Martin has a multidisciplinary background, and jokes about being a dilettante. After receiving his undergraduate degree in mathematics, he earned a Masters in neuroscience from Harvard. The human brain may at first seem a big jump from theoretical algorithms, but Martin explains that the statistical analysis inherent in neuroscience modeling drew him into Information and Decision Systems. He is still fascinated by the brain, "the most sophisticated object on Earth," he calls it. "Computer vision systems come no where near what a simple visual system can do in our brain…It's interesting from an engineering standpoint because here is a system and we are not capable of engineering anything remotely close to it. At least not yet." In the future, it's a challenge he wants to tackle.

Martin says it might be possible to apply his current methods of high dimensional data analysis to neuroscience. As it becomes possible to record the action of different neurons simultaneously, something like the voting records algorithm could detect interesting patterns in the ways cells electrically interact. Similar to amassing senate votes from consecutive years, Martin explains, recordings from neurons would provide spikes of data over time. Theoretically, the right algorithm could infer neural connections and patterns, the kind of information that would revolutionize our understanding of the brain.

If you sit right outside Martin's office, located centrally in the midst of other offices and cubicals in LIDS, you will hear streams of voices and the sounds of collaboration emerge from all directions. Martin likes this unique feature of LIDS. "People [here] like to study fundamental principles, but the applications they work on are really diverse—biological, social networks, aircraft control systems" he says. So, there's common ground, and everyone has a shared way of thinking about things, but there's enough diversity as well that it makes for interesting interaction."

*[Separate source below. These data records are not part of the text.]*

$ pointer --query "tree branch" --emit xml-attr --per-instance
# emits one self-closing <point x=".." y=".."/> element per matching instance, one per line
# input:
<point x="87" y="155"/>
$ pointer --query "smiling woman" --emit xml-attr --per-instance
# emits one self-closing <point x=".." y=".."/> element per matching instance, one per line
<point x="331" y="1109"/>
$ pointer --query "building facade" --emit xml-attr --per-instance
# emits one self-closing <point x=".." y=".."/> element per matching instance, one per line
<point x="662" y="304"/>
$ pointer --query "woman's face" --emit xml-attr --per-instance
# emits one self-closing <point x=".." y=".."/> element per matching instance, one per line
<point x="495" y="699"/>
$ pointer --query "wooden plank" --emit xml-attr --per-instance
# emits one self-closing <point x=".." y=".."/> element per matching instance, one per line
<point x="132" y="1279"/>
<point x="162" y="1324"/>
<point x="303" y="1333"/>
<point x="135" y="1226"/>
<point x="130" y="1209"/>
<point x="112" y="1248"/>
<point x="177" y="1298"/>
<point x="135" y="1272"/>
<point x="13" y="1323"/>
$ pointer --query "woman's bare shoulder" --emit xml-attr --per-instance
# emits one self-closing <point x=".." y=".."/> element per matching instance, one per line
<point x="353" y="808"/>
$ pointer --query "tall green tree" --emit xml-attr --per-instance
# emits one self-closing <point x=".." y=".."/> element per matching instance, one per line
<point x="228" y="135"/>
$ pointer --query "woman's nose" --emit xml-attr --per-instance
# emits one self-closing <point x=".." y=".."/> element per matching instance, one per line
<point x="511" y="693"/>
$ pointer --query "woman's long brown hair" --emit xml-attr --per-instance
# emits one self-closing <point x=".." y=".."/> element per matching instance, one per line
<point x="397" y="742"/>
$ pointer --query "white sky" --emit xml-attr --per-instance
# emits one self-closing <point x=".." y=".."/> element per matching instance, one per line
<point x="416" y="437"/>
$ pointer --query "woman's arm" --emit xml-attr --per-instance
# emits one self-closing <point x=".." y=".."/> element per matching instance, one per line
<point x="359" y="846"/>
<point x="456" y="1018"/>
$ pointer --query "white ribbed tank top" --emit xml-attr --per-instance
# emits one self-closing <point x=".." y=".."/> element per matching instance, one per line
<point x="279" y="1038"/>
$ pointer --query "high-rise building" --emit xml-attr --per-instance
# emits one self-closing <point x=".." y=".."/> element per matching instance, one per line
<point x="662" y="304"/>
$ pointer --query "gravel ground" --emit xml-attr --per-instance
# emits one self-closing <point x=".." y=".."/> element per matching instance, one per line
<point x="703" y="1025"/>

Being able to just walk around the lab and have productive conversations with other researchers is a huge benefit, as Martin's work is not always fun. Detecting order in the chaos of a data deluge is a "non-linear" experience. "You are struggling for a long time to formulate the right model, or to understand what key ingredients in problems are," Martin says. "But what keeps you addicted to it is that moment when you are working very hard, feeling like you are on treadmill making no progress, but then suddenly there is a flash of insight. That's what keeps me coming back."